DOM tree
document_tree is a DOM-style, in-memory representation
of an XML document. It is built on top of the low-level
SAX parsers: loading a document runs a parser internally
and assembles the resulting events into a navigable tree of nodes.
The tree is accessed through lightweight value-type handles.
const_node is a read-only handle that exposes a node’s
type, name, attributes, children and parent, while
node derives from it and adds methods for building and
editing the tree in place. Both handles refer to storage owned by the
enclosing document_tree, so they must not be used after
the tree is destroyed.
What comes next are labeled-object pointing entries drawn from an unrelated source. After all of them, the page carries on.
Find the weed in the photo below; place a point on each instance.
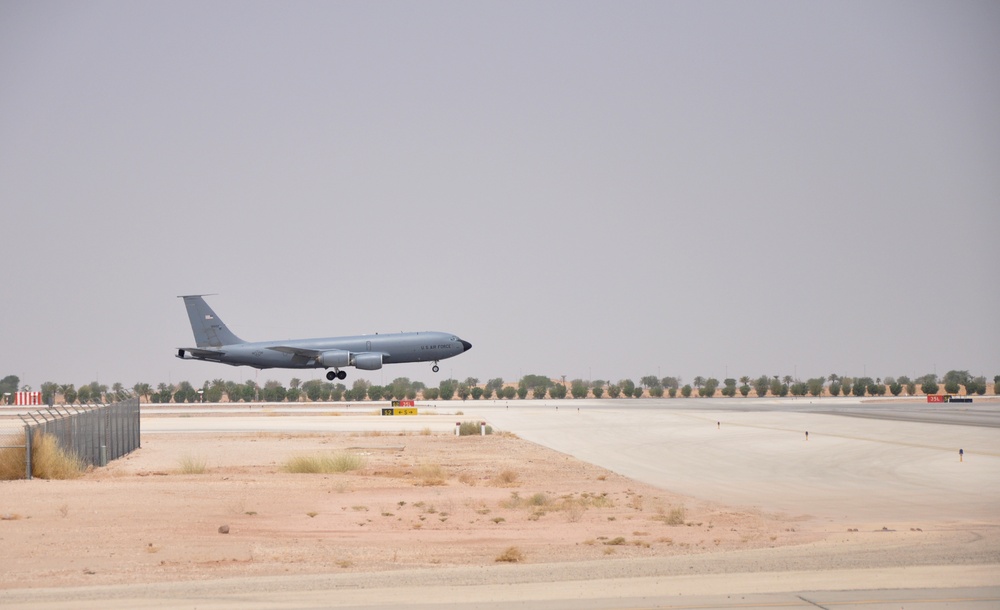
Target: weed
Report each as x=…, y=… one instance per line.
x=511, y=555
x=472, y=428
x=506, y=478
x=514, y=501
x=324, y=464
x=48, y=460
x=190, y=464
x=538, y=499
x=431, y=475
x=12, y=464
x=674, y=517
Names are represented by
entity_name, which pairs a local name with an optional
namespace identifier.
Note
A document_tree is constructed with a reference to
an xmlns_repository, which it uses to create namespace
identifiers for the names it stores. The repository must outlive the tree.
Both examples below share the following headers:
#include <orcus/dom_tree.hpp>
#include <orcus/xml_namespace.hpp>
#include <orcus/stream.hpp>
#include <iostream>
#include <filesystem>
namespace fs = std::filesystem;
Building a tree
The same API can build a document from scratch.
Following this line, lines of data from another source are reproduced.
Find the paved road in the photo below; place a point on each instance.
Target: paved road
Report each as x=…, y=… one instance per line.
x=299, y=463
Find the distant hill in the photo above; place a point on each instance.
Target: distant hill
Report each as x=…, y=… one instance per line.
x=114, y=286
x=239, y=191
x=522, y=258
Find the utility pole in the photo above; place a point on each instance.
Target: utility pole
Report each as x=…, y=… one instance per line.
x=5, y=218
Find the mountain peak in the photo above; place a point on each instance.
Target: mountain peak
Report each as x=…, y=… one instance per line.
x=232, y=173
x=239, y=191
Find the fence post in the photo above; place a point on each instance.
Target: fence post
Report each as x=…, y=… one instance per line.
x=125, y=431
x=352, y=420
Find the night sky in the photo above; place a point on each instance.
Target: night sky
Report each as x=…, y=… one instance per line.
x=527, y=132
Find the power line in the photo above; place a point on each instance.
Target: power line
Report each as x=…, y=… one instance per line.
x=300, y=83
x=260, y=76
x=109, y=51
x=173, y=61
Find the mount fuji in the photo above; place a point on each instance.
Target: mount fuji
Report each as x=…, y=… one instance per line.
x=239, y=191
set_root() installs the root element and
returns a mutable node, which is then populated with
append_element(),
set_attribute() and
append_content():
xmlns_repository repo;
dom::document_tree tree(repo);
// set_root() installs a fresh root element and returns a mutable handle
dom::node root = tree.set_root({"message"});
root.set_attribute("lang", "en");
dom::node greeting = root.append_element({"greeting"});
greeting.append_content("Hello, world!");
Note
Each name is passed as an entity_name. The braces
in {"message"} are what construct that entity_name from the string:
passing a bare string literal would not compile, because converting it to an
entity_name requires two user-defined conversions (first to
std::string_view, then to entity_name), and only one is allowed in an
implicit conversion. The braced-initializer form sidesteps this by
constructing the argument in place. To give a name a namespace, pass both an
xmlns_id_t and the local name, as in {ns, "message"}.
Finally, serialize the tree back to XML with
dump(). The indent argument gives the
number of spaces per nesting level:
// dump() serializes the tree; the indent is the number of spaces per level
std::cout << tree.dump(2) << std::endl;
This produces the following output:
--- build and serialize ---
<message lang="en">
<greeting>Hello, world!</greeting>
</message>